7.1 Compte tenu de ce qui précède, le TAF est d'avis que la date de
naissance alléguée par la recourante, à savoir le 30 novembre 1957,
apparaît moins plausible que la date du 30 novembre 1968 qui figure dans
le système. Il s'ensuit qu'au regard de l'ensemble des circonstances du
cas, il ne se justifie pas de procéder à la rectification demandée.
7.2 Dès lors que ni l'exactitude, ni l'inexactitude de l'année de naissance
inscrite dans le SYMIC ne peut être apportée, c'est enfin à bon droit que
l'autorité inférieure a ajouté la mention de son caractère litigieux. Partant,
le recours doit être rejeté.
8.
8.1 Par décision incidente du 18 mars 2015, le Tribunal a mis la recourante
au bénéfice de l'assistance judiciaire et désigné son mandataire en qualité
d'avocat d'office pour la procédure de recours. Il y a donc lieu de dispenser
l'intéressée du paiement des frais de la présente procédure et d'accorder
à son mandataire une indemnité à titre d'honoraires (art. 8 à 12 en relation
A-1342/2015
Page 13
avec l'art. 14 du règlement du 21 février 2008 concernant les frais, dépens
et indemnités fixés par le Tribunal administratif fédéral [FITAF, RS
173.320.2]) étant précisé que la recourant a l'obligation de rembourser ce
montant si elle revient à meilleure fortune, conformément à l'art. 65 al. 4
PA.
8.2 En l'espèce, la liste des opérations effectuées – qui ascendent à 18
heures et 15 minutes – montre que l'activité déployée par le conseil de la
recourante est adéquate par rapport à l'importance et à la difficulté du dos-
sier.
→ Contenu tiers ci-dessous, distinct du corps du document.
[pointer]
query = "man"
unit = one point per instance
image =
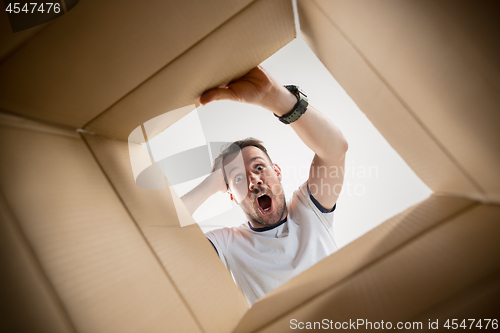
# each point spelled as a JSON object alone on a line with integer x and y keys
{"x": 279, "y": 240}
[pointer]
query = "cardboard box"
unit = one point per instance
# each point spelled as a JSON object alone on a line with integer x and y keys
{"x": 85, "y": 249}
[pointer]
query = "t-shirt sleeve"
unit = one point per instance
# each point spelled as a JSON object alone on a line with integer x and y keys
{"x": 216, "y": 238}
{"x": 303, "y": 198}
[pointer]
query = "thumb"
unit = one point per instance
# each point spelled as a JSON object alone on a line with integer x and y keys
{"x": 216, "y": 95}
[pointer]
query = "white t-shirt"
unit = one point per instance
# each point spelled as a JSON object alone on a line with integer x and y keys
{"x": 261, "y": 260}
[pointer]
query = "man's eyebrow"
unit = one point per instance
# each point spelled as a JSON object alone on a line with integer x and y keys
{"x": 232, "y": 169}
{"x": 256, "y": 158}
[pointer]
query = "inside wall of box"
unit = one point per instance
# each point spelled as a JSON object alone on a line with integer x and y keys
{"x": 63, "y": 192}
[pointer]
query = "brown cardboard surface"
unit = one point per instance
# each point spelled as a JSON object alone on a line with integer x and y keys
{"x": 482, "y": 300}
{"x": 425, "y": 271}
{"x": 29, "y": 302}
{"x": 87, "y": 245}
{"x": 13, "y": 41}
{"x": 428, "y": 88}
{"x": 89, "y": 58}
{"x": 372, "y": 247}
{"x": 233, "y": 49}
{"x": 186, "y": 254}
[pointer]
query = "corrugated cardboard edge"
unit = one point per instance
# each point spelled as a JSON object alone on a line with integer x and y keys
{"x": 263, "y": 27}
{"x": 187, "y": 256}
{"x": 340, "y": 267}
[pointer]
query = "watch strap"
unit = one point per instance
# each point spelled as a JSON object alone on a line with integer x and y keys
{"x": 299, "y": 108}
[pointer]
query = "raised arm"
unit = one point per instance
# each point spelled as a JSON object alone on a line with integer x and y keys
{"x": 326, "y": 174}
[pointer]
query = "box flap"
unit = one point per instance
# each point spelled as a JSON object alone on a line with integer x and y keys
{"x": 447, "y": 257}
{"x": 380, "y": 242}
{"x": 230, "y": 51}
{"x": 188, "y": 257}
{"x": 87, "y": 245}
{"x": 86, "y": 60}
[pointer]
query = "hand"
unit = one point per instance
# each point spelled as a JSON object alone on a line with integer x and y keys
{"x": 217, "y": 176}
{"x": 255, "y": 87}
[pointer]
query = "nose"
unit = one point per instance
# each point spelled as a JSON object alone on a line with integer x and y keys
{"x": 254, "y": 181}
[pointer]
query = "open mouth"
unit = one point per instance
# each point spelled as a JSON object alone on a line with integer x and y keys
{"x": 265, "y": 203}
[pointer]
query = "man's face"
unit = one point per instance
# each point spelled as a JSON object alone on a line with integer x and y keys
{"x": 255, "y": 185}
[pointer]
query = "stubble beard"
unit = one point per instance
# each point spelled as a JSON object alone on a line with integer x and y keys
{"x": 280, "y": 208}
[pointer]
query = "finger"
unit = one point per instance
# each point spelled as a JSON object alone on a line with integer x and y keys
{"x": 217, "y": 95}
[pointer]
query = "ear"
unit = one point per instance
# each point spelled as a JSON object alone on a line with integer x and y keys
{"x": 277, "y": 169}
{"x": 232, "y": 197}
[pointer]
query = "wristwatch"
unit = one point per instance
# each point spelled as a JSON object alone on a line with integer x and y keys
{"x": 298, "y": 109}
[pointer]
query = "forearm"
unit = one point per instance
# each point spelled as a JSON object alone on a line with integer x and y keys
{"x": 314, "y": 128}
{"x": 197, "y": 196}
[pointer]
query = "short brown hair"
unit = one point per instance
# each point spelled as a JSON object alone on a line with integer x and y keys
{"x": 236, "y": 147}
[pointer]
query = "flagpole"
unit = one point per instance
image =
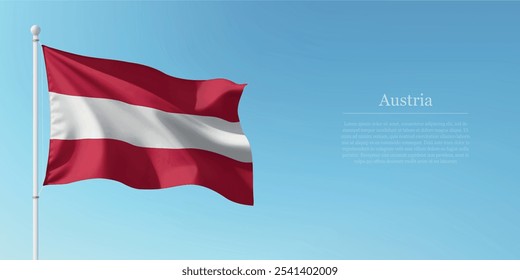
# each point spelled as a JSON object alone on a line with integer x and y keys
{"x": 35, "y": 30}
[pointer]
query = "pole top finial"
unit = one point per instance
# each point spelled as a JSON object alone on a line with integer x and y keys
{"x": 35, "y": 30}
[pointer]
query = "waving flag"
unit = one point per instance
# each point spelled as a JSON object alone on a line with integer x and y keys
{"x": 133, "y": 124}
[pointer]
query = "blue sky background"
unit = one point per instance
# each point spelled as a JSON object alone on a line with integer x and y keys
{"x": 305, "y": 63}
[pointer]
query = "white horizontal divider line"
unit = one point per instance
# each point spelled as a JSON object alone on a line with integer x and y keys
{"x": 77, "y": 118}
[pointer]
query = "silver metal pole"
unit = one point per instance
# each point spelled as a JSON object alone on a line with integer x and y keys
{"x": 35, "y": 30}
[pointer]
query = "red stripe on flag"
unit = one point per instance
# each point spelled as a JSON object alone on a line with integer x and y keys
{"x": 137, "y": 84}
{"x": 148, "y": 168}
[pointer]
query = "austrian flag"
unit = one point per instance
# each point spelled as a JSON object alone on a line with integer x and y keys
{"x": 133, "y": 124}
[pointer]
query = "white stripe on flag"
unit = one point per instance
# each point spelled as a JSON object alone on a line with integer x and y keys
{"x": 76, "y": 117}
Toutefois, l'indemnité n'est pas censée couvrir les opérations qui ont
été effectuées devant l'administration fédérale (cf. ATF 132 II 47 consid.
5.2; arrêt du TAF A-4232/2013 du 17 décembre 2013 consid. 8.1). En con-
séquence la note de de frais produite ne peut être prise en compte que
partiellement et l'on peut admettre 13 heures de travail dans le cadre de la
présente procédure de recours auxquelles s'ajoutent 30 francs de débours.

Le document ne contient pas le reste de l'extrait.